I then tried replacing it with 3 calls to replace:
replace(",", "");
replace(".", "");
replace(" ", "");

This resulted with the following results:

Old Code: 1295
New Code: 3524

2 times longer!

Any idea why replace and replaceAll are so inefficient? Can I do something to make it faster?


Edit: Thanks for all the answers - the main problem was indeed that [,. ]* did not do what I wanted it to do. Changing it to be [,. ]+ almost equaled the performance of the non-Regex based solution. Using a pre-compiled regex helped, but was marginal. (It is a solution very applicable for my problem.

Test code:
Replace string with Regex: [,. ]*
Replace string with Regex: [,. ]+
Replace string with Regex: [,. ]+ and Pre-Compiled Pattern

回答1:

While using regular expressions imparts some performance impact, it should not be as terrible.

Note that using String.replaceAll() will compile the regular expression each time you call it.

You can avoid that by explicitly using a Pattern object:

Pattern p = Pattern.compile("[,. ]+");

// repeat only the following part:
String output = p.matcher(input).replaceAll("");

Note also that using + instead of * avoids replacing empty strings and therefore might also speed up the process.



回答2:

replace and replaceAll uses regex internally which in most cases gives a serious performance impact compared to e.g., StringUtils.replace(..).

String.replaceAll():

public String replaceAll(String regex, String replacement) {
        return Pattern.compile(regex).matcher(this ).replaceAll(
             replacement);
}

String.replace() uses Pattern.compile underneath.

public String replace(CharSequence target, CharSequence replacement) {
  return Pattern.compile(target.toString(), Pattern.LITERAL)
         .matcher(this ).replaceAll(
           Matcher.quoteReplacement(replacement.toString()));
}

Also see Replace all occurrences of substring in a string - which is more efficient in Java?



回答3:

As I have put in a comment [,. ]* matches the empty String "". So, every "space" between characters matches the pattern. It is only noted in performance because you are replacing a lot of "" by "".

Try doing this:

Pattern p = Pattern.compile("[,. ]*");
System.out.println(p.matcher("Hello World").replaceAll("$$$");

It returns:

H$$$e$$$l$$$o$$$$$$W$$$o$$$r$$$l$$$d$$$!$$$

No wonder it is slower that doing it "by hand"! You should try with [,. ]+



回答4:

When it comes to replaceAll("[,. ]*", "") it's not that big of a surprise since it relies on regular expressions. The regex engine creates an automaton which it runs over the input. Some overhead is expected.

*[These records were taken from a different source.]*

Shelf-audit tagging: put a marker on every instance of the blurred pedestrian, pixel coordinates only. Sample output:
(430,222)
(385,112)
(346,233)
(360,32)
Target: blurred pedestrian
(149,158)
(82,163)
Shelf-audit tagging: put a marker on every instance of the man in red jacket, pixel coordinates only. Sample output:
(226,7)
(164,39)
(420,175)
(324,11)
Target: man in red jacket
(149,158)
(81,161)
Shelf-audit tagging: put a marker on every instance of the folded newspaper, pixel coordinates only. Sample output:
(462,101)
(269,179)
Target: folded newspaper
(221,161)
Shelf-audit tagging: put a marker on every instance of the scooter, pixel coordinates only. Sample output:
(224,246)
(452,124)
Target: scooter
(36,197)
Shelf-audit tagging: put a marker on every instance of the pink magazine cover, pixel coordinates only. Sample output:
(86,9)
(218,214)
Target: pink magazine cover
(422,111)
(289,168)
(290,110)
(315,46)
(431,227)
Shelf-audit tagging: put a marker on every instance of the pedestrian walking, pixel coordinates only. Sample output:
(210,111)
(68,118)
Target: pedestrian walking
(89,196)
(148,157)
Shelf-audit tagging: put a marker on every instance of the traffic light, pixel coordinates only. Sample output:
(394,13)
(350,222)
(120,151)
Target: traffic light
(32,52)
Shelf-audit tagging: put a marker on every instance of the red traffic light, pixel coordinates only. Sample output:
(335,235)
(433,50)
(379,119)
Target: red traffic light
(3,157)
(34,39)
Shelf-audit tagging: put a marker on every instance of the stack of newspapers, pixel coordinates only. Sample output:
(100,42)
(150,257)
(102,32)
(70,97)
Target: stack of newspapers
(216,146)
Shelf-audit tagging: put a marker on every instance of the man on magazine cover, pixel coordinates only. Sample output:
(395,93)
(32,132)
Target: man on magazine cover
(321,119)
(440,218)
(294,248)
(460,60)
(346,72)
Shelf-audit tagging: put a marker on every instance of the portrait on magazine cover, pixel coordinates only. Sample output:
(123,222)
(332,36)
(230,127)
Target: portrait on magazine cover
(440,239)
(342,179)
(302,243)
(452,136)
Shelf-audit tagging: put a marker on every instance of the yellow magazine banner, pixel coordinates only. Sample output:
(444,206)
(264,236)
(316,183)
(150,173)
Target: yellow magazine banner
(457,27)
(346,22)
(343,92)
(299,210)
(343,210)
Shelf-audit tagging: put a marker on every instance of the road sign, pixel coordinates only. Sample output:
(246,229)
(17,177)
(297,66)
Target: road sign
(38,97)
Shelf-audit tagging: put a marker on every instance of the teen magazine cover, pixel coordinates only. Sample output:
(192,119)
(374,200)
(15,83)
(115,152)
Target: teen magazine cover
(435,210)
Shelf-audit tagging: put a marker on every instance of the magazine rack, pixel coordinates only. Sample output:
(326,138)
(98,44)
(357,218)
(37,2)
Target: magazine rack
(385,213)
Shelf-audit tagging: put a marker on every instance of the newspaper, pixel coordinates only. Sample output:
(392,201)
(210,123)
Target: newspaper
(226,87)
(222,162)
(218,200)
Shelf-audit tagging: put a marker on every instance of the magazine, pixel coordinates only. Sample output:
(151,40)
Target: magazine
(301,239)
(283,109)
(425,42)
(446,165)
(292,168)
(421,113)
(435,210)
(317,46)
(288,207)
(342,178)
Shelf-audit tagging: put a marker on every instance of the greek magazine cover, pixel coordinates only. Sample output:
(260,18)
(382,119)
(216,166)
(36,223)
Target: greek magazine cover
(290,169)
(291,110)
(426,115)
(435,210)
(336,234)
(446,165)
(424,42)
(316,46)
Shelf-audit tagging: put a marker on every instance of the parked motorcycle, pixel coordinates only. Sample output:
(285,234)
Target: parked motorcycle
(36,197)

The second approach (replace(",", "")...) also uses regular expressions internally. Here the given pattern is however compiled using Pattern.LITERAL so the regular expression overhead should be negligable.) In this case it is probably due to the fact that Strings are immutable (however small change you do, you will create a new string) and thus not as efficient as StringBuffers which manipulate the string in-place.